Why I Am Still a Programmer in the AI Age

June 01, 2026

If you are not a professional software engineer, you may not realize how drastically and quickly AI has changed our craft. At times I feel like a dinosaur in the months after the meteor slammed into the Yucatán. The lush tropical environment I evolved in is gone, and it’s too early to tell if I am a member of a species doomed to extinction or if I will successfully evolve into something new. I suspect motivation will influence my survival odds; without it, I may simply stop trying. In January 2024, before AI was a factor in daily programming, I wrote about two reasons I loved the craft. It’s time to revisit them and see how they hold up now that AI has changed how programmers work.

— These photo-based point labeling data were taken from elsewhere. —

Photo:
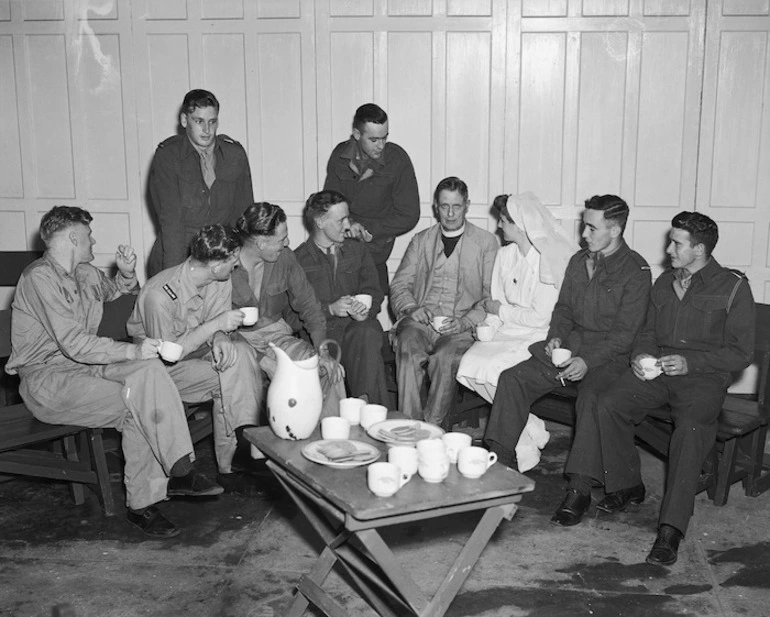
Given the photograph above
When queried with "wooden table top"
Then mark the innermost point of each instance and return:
(347, 489)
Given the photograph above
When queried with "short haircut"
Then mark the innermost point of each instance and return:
(369, 113)
(318, 204)
(701, 228)
(451, 184)
(260, 219)
(500, 205)
(214, 243)
(615, 209)
(199, 98)
(61, 217)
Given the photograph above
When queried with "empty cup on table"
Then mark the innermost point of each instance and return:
(560, 355)
(372, 414)
(473, 462)
(485, 332)
(350, 409)
(650, 367)
(170, 351)
(455, 442)
(364, 299)
(438, 321)
(384, 479)
(335, 427)
(405, 457)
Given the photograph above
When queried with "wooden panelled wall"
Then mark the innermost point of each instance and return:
(664, 102)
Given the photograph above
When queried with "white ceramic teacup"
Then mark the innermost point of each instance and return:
(250, 315)
(473, 462)
(364, 299)
(438, 321)
(335, 427)
(454, 443)
(350, 409)
(372, 414)
(485, 332)
(384, 479)
(650, 367)
(433, 472)
(170, 351)
(405, 457)
(560, 355)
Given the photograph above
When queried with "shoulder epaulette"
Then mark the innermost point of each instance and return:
(169, 291)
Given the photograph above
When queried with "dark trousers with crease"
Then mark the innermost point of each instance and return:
(520, 386)
(695, 402)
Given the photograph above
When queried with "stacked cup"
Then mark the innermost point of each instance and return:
(432, 460)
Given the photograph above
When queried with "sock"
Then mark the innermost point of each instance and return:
(182, 467)
(582, 484)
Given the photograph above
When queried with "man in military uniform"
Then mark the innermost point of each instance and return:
(69, 375)
(340, 268)
(378, 180)
(601, 307)
(700, 328)
(197, 178)
(191, 304)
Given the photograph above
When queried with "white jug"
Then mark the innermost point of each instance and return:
(294, 398)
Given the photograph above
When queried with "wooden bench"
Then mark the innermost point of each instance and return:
(738, 453)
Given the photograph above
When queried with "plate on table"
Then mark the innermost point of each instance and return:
(404, 432)
(340, 453)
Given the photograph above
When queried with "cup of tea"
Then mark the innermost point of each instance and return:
(473, 462)
(335, 427)
(350, 409)
(372, 414)
(485, 332)
(650, 367)
(405, 457)
(364, 299)
(384, 479)
(455, 442)
(560, 355)
(170, 351)
(250, 315)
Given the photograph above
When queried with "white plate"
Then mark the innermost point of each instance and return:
(314, 452)
(397, 431)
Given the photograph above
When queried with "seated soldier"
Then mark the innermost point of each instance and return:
(270, 278)
(601, 306)
(69, 375)
(191, 305)
(699, 328)
(446, 272)
(339, 269)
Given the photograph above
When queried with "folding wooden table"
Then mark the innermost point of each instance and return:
(347, 516)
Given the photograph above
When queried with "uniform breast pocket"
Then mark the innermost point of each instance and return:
(708, 320)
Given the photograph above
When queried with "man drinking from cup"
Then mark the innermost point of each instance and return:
(699, 329)
(601, 306)
(190, 304)
(446, 272)
(343, 275)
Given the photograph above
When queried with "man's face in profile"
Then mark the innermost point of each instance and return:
(201, 125)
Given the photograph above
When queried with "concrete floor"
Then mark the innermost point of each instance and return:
(241, 556)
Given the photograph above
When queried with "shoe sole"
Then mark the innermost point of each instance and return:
(211, 492)
(623, 508)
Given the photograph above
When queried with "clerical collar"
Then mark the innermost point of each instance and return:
(453, 234)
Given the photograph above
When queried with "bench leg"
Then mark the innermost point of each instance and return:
(99, 462)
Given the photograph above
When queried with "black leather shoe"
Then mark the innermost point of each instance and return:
(618, 500)
(192, 485)
(664, 551)
(152, 522)
(572, 508)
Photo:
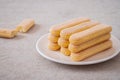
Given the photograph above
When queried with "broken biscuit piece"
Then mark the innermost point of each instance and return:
(25, 25)
(7, 33)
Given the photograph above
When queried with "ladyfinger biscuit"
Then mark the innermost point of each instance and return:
(53, 46)
(99, 39)
(78, 28)
(63, 43)
(65, 51)
(53, 38)
(6, 33)
(91, 51)
(25, 25)
(98, 30)
(55, 30)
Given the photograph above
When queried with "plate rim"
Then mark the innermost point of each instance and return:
(76, 63)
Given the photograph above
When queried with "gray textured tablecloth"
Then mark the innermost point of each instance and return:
(19, 59)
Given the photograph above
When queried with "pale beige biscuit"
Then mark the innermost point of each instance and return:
(25, 25)
(7, 33)
(53, 38)
(98, 30)
(63, 43)
(74, 48)
(65, 33)
(91, 51)
(53, 46)
(55, 30)
(65, 51)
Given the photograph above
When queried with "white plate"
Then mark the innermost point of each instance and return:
(56, 56)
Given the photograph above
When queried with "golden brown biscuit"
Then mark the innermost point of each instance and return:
(65, 51)
(53, 38)
(55, 30)
(98, 30)
(65, 33)
(25, 25)
(74, 48)
(91, 51)
(53, 46)
(63, 43)
(7, 33)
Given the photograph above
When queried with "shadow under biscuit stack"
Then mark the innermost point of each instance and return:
(80, 38)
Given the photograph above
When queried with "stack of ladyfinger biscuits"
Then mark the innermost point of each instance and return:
(80, 38)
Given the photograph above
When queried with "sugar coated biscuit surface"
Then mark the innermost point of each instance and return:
(91, 51)
(99, 39)
(65, 33)
(53, 38)
(53, 46)
(63, 43)
(98, 30)
(55, 30)
(65, 51)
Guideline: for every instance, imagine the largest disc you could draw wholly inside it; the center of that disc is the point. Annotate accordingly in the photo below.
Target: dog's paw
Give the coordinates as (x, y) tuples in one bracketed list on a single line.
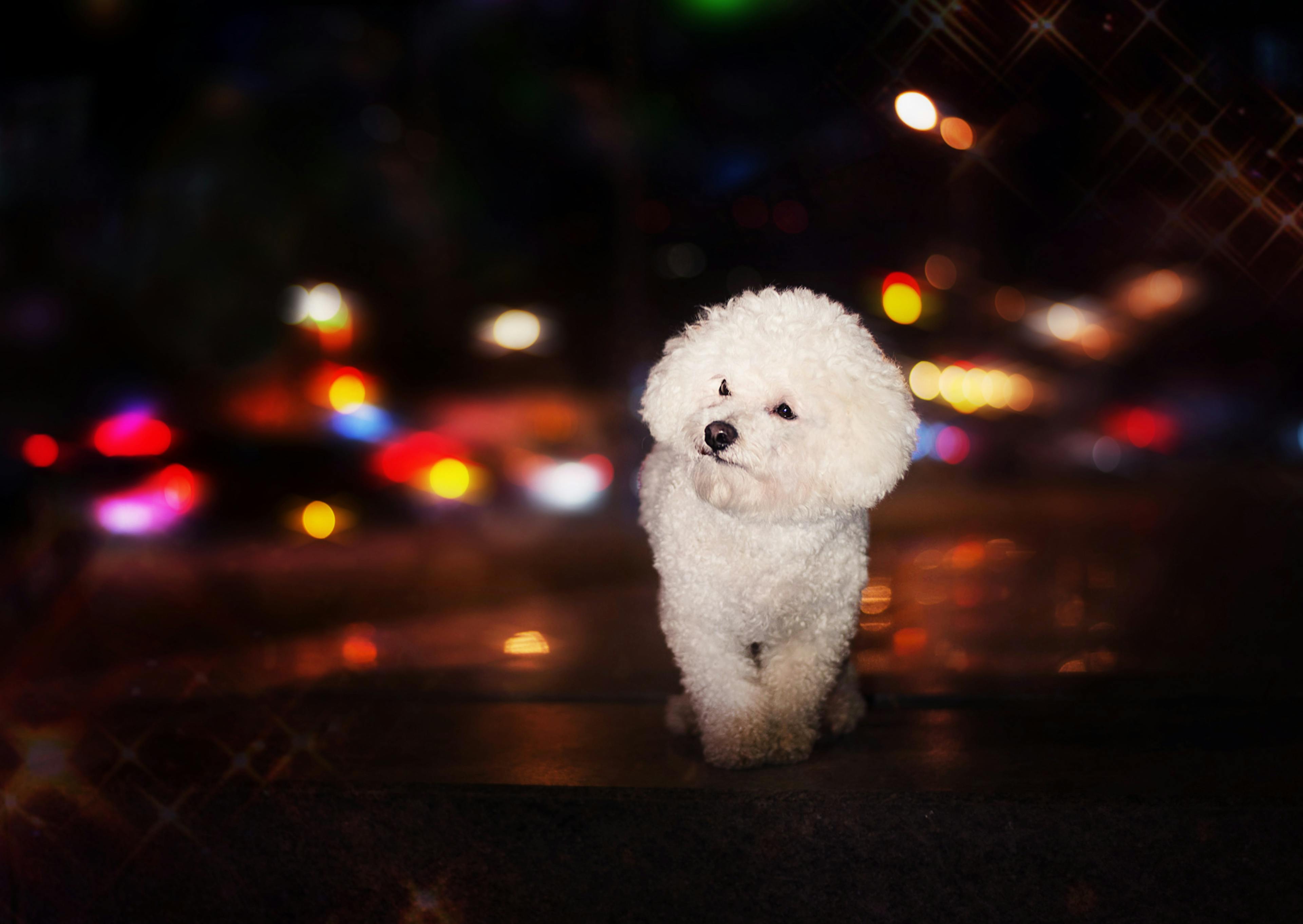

The first motivation I talked about was a love of summoning things into existence using nothing but words, like wizards from fairy tales. This is even more awesome in the AI era, and the “wizard” metaphor has become even more apt. When programming in the year 2024, you could be confident that your development tools would do exactly what you asked for, no more and no less. In the year 2026, this is no longer true. AI programming tools like Claude Code have a mind of their own — this is what makes it so much easier and faster to build things, but it also introduces a whole new way things can go wrong. Like the Sorcerer’s Apprentice, your tools can go rogue. You better hope you’ve built a strong enough binding circle1 to keep your programming demons contained.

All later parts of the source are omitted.